Patent Claim Construction and Markman Hearings
Book Details
Description
Patent Claim Construction and Markman Hearings provides in-depth guidance to this growing and crucially important area of patent practice. As one judge put it, “To decide what the claims mean is nearly always to decide the case”.
In 1995, the Supreme Court ruled in the Markman case that the determination of the scope of a patent claim is a question of law exclusively for the judge to decide. Subsequently, most judges have held separate hearings, usually called “Markman hearings,” to decide the scope of claims. Patent Claim Construction and Markman Hearings provides in-depth guidance to this growing and crucially important area of patent practice by walking you through the entire process from what needs to be done to prepare for a hearing, how to best employ expert witnesses or technical advisors, what aids can be used to educate the court on what are often very complex scientific questions, and how to most best appeal unfavorable rulings.. In addition, the book includes a comprehensive chapter on the local court claim construction rules of the various District Courts that have adopted them.

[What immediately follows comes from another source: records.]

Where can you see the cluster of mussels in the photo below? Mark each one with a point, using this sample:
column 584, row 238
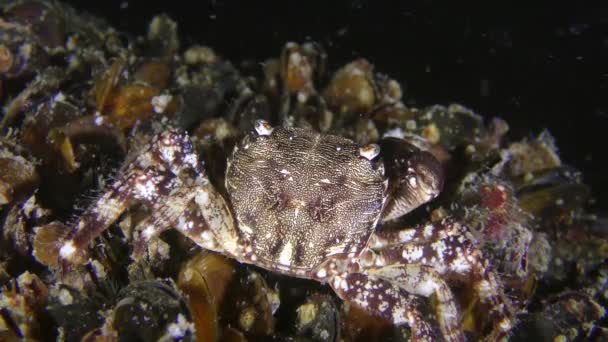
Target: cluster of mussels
column 79, row 99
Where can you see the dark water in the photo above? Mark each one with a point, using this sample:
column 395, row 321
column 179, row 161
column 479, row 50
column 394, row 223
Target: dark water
column 541, row 66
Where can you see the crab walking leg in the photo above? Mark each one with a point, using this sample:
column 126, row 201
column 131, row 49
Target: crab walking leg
column 166, row 165
column 381, row 298
column 453, row 255
column 209, row 222
column 419, row 234
column 424, row 281
column 57, row 243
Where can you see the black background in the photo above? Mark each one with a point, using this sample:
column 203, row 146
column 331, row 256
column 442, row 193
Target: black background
column 540, row 66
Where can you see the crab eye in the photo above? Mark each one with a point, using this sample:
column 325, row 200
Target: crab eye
column 262, row 127
column 370, row 151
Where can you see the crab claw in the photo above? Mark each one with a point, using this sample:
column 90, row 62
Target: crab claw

Patent Claim Construction and Markman Hearings helps you to understand:
- How courts decide “what a person of ordinary skill in the field of the patent invention would understand the language of the claim to mean”
- The impact of prior constructions on a new hearing
- How to decide what claims or claim elements should be construed by the court
- What constitutes intrinsic and extrinsic evidence in interpreting the claim
- At what point in the overall patent proceeding a construction hearing should be held, and
- What are the rules that will be used when a contested construction is an issue in an appeal to the Federal Circuit.